Als aber 1984 die Regierung in Canberra das dekontaminierte Land dem Volk der Tjarutja zurückgeben wollte, wurde bei einer letzten Überprüfung überall Plutonium gefunden, vor allem an kontaminierter Ausrüstung, die nicht in einer der Gruben entsorgt worden war. Peter Burns vom Australian Radiation Laboratory schätzte damals, es sei das bis zu Zehnfache der von den Briten angegebenen Plutoniummenge am Boden verblieben – insgesamt rund drei Millionen Bruchstücke: »Man könnte sie einfach aufheben.« Wie der nach Burns’ Entdeckung von Australiern, Amerikanern und Briten gegründete technische Beratungsausschuss festhielt, könne angesichts der Halbwertszeit von Plutonium ein Kind, das irgendwann in den kommenden Jahrtausenden in dem kontaminierten Staub spielt, womöglich mehr als 460 Millisievert pro Jahr mit der Atemluft aufnehmen.11

Die Erkenntnisse wurden mehrere Jahre geheim gehalten, während offenbar die australische Regierung die Briten dazu überredete, eine zweite Säuberung zu bezahlen.12 1993, nachdem der Deal vereinbart worden war, wurden sie Anderson zugespielt.

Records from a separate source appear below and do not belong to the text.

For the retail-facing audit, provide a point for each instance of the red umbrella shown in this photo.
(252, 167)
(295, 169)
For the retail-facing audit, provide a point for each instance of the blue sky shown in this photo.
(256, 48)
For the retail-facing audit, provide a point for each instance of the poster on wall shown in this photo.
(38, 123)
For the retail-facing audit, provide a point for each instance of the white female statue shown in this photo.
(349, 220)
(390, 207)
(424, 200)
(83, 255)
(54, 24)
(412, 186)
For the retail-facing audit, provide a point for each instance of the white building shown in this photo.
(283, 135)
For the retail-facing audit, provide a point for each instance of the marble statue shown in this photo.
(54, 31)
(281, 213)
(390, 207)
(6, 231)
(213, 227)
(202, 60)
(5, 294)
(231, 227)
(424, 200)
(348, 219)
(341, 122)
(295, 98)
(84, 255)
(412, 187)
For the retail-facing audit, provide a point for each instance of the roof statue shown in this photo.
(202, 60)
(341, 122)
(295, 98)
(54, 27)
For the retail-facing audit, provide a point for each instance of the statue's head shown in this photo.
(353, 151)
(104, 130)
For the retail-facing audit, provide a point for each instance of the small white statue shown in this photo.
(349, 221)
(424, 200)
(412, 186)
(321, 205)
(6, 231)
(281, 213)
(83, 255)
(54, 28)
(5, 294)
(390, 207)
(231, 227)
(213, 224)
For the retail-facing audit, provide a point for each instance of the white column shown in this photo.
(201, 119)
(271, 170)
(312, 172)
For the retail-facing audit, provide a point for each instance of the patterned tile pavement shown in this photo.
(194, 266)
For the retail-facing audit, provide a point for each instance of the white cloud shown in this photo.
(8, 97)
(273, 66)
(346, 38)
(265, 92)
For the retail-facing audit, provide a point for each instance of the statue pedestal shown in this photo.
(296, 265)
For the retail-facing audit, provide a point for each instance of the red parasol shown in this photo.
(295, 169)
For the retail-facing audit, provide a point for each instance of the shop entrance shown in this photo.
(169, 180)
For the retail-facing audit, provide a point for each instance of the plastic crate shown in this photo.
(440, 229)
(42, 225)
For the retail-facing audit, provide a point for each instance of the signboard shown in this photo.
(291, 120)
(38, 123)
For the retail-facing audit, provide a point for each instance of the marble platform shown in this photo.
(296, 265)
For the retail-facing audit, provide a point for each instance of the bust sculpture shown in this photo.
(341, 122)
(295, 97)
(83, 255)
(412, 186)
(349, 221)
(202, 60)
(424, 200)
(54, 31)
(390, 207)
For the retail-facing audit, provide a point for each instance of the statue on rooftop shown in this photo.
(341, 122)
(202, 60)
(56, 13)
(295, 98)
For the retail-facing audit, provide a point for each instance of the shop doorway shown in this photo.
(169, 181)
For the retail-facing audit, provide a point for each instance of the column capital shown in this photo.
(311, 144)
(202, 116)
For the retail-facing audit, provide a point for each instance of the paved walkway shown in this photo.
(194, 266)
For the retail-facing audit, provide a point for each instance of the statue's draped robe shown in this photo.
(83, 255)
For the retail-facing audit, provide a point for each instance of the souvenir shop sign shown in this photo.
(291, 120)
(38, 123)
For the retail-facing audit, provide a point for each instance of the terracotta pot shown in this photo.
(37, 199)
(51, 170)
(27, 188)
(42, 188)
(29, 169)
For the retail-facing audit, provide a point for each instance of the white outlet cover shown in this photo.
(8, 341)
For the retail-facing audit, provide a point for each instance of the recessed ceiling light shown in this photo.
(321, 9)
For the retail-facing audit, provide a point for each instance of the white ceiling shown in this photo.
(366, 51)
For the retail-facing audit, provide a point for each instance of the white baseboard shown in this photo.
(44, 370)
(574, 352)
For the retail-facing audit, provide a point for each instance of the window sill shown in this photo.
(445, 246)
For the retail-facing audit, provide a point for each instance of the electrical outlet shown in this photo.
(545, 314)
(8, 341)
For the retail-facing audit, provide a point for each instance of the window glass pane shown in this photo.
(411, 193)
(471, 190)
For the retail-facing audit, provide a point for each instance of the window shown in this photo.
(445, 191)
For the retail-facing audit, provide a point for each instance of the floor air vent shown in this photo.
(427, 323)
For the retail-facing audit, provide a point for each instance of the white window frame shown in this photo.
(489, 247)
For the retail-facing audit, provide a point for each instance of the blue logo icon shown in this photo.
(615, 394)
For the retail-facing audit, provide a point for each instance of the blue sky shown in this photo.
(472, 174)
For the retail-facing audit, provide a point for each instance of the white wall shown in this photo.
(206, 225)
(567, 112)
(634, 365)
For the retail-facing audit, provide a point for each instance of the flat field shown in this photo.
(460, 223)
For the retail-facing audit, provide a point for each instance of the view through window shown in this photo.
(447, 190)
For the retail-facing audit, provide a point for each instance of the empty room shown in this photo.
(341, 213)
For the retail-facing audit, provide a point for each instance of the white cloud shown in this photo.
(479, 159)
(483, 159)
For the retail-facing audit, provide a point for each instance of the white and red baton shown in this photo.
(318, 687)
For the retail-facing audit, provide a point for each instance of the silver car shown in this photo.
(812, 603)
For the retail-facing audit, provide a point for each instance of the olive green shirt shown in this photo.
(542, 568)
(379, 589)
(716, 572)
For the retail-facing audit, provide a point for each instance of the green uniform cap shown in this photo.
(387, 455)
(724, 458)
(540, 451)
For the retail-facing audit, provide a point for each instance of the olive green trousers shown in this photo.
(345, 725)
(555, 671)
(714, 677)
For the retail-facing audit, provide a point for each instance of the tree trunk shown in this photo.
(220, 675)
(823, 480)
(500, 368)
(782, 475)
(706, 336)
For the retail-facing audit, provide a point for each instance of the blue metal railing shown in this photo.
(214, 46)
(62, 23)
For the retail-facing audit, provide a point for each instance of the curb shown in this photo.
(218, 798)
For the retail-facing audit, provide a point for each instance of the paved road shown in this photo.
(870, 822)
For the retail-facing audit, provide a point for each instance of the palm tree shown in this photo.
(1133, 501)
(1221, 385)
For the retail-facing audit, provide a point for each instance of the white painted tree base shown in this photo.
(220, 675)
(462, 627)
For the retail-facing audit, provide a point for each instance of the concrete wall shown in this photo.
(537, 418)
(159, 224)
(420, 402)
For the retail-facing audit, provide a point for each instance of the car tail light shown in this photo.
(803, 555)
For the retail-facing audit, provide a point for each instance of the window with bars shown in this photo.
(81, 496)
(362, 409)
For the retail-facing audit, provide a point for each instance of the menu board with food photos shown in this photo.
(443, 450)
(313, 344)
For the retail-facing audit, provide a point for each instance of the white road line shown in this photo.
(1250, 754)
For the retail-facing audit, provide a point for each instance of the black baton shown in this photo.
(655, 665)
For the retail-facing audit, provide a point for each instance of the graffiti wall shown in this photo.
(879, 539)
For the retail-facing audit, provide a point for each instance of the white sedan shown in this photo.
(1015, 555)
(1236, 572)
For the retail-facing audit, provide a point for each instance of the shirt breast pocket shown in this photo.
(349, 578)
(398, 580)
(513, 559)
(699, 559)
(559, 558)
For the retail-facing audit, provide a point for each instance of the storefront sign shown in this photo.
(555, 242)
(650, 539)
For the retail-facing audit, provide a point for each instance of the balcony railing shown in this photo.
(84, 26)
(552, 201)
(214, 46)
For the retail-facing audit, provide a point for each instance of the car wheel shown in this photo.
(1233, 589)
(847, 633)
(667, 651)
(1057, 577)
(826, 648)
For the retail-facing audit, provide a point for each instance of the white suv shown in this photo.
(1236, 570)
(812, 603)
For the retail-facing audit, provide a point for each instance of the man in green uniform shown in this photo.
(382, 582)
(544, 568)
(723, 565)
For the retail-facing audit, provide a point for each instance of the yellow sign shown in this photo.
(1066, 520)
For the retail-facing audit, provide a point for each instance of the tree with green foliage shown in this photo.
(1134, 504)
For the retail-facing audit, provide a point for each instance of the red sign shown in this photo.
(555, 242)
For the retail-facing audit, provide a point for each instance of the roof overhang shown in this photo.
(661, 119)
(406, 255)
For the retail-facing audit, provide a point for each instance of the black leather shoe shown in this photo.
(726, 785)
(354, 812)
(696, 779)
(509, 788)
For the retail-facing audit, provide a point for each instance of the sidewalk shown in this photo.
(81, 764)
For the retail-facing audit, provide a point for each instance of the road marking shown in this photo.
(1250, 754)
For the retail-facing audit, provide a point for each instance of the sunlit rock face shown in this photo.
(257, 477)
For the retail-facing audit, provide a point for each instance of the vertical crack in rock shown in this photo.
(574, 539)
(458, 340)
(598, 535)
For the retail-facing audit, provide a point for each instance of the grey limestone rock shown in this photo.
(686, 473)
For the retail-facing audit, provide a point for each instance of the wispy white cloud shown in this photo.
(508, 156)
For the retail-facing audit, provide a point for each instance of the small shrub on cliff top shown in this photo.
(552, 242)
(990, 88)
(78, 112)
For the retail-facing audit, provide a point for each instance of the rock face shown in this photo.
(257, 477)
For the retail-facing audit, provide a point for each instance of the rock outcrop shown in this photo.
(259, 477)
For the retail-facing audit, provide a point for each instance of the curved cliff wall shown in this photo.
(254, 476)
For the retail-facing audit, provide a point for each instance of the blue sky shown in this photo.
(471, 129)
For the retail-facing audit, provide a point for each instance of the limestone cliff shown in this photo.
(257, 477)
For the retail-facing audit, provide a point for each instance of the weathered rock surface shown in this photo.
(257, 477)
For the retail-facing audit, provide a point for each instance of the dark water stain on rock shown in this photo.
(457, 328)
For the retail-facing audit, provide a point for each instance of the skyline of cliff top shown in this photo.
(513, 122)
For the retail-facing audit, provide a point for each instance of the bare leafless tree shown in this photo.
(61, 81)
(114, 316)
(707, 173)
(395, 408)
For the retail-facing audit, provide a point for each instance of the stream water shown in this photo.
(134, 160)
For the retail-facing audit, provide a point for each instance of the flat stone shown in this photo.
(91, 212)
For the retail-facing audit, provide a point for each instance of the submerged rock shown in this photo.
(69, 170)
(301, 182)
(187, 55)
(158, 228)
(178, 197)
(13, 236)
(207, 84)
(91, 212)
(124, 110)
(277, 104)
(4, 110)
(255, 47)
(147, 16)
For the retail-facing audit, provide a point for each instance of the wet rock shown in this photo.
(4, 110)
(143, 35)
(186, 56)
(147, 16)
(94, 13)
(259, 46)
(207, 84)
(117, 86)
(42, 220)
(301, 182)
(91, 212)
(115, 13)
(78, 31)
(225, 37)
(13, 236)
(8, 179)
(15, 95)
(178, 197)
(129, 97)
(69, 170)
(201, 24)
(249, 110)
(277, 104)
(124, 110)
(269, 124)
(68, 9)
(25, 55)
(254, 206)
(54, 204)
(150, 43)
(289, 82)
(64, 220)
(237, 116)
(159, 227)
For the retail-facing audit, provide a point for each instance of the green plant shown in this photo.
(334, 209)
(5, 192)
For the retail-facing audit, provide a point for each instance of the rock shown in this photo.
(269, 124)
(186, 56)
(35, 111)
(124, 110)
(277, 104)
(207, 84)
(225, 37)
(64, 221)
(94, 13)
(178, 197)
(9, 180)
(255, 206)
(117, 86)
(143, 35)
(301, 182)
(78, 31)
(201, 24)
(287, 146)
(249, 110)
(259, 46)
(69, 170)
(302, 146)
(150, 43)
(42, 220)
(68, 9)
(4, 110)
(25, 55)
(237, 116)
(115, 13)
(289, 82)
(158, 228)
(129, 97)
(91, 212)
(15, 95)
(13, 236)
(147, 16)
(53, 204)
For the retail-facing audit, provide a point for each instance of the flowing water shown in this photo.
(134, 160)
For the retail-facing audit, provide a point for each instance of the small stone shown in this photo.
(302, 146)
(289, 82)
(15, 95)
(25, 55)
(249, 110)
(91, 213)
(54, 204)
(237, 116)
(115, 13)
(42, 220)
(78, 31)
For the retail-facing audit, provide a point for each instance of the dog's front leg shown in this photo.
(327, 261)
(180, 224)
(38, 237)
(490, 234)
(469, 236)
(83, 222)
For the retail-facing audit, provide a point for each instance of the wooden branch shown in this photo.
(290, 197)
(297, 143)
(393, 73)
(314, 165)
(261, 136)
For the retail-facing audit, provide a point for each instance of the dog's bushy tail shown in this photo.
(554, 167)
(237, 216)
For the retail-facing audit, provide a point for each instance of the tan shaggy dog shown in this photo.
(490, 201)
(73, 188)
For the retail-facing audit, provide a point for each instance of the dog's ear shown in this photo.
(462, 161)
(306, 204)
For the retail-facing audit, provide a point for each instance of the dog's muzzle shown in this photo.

Die zweite Säuberung begann 1995. Hunderttausende Tonnen kontaminierter Boden wurden abgetragen und in Gräben deponiert. Berichten zufolge wurde das Plutonium in den Gruben zusätzlich verglast, also durch elektrischen Strom in hartes, glasartiges Gestein verwandelt und so gebunden. Nach den 100 Millionen Dollar teuren Maßnahmen war die potenzielle Dosis, der das Kind in einer hypothetischen Zukunft ausgesetzt wäre, auf unter fünf Millisievert pro Jahr gesunken, was nicht viel höher ist als die weltweit durchschnittliche Umgebungsstrahlung.13

2014 gab man schließlich im Rahmen einer Zeremonie in Maralinga die letzten 1.800 Quadratkilometer Testareal an die Tjarutja zurück. Und für uns alle gibt es jetzt Besichtigungstouren mit dem Minibus. Doch selbst die letzte Säuberungsaktion war begrenzt. Am Rand eines 116 Quadratkilometer großen Gebiets warnen heute Schilder, hier lägen »Artefakte aus der Ära der Kernwaffentests, darunter leicht radioaktiv kontaminierte Gegenstände«.14 Innerhalb dieses Bereichs würde ein Kind der Zukunft 65 Millisievert pro Jahr erhalten, kommentierte verärgert Alan Parkinson, der Vorsitzender des ersten technischen Beratungsausschusses gewesen war und die zweite Säuberung gefordert hatte. Der jetzige Status sei eine »billige und widerliche Lösung, die man für das Land von Weißen nie akzeptieren würde«. Ein Teil des verbliebenen Plutoniums hat eine Halbwertszeit von 24.000 Jahren. Das sei, so Parkinson bissig, wahrscheinlich länger, als die schicken neuen Warnschilder halten werden.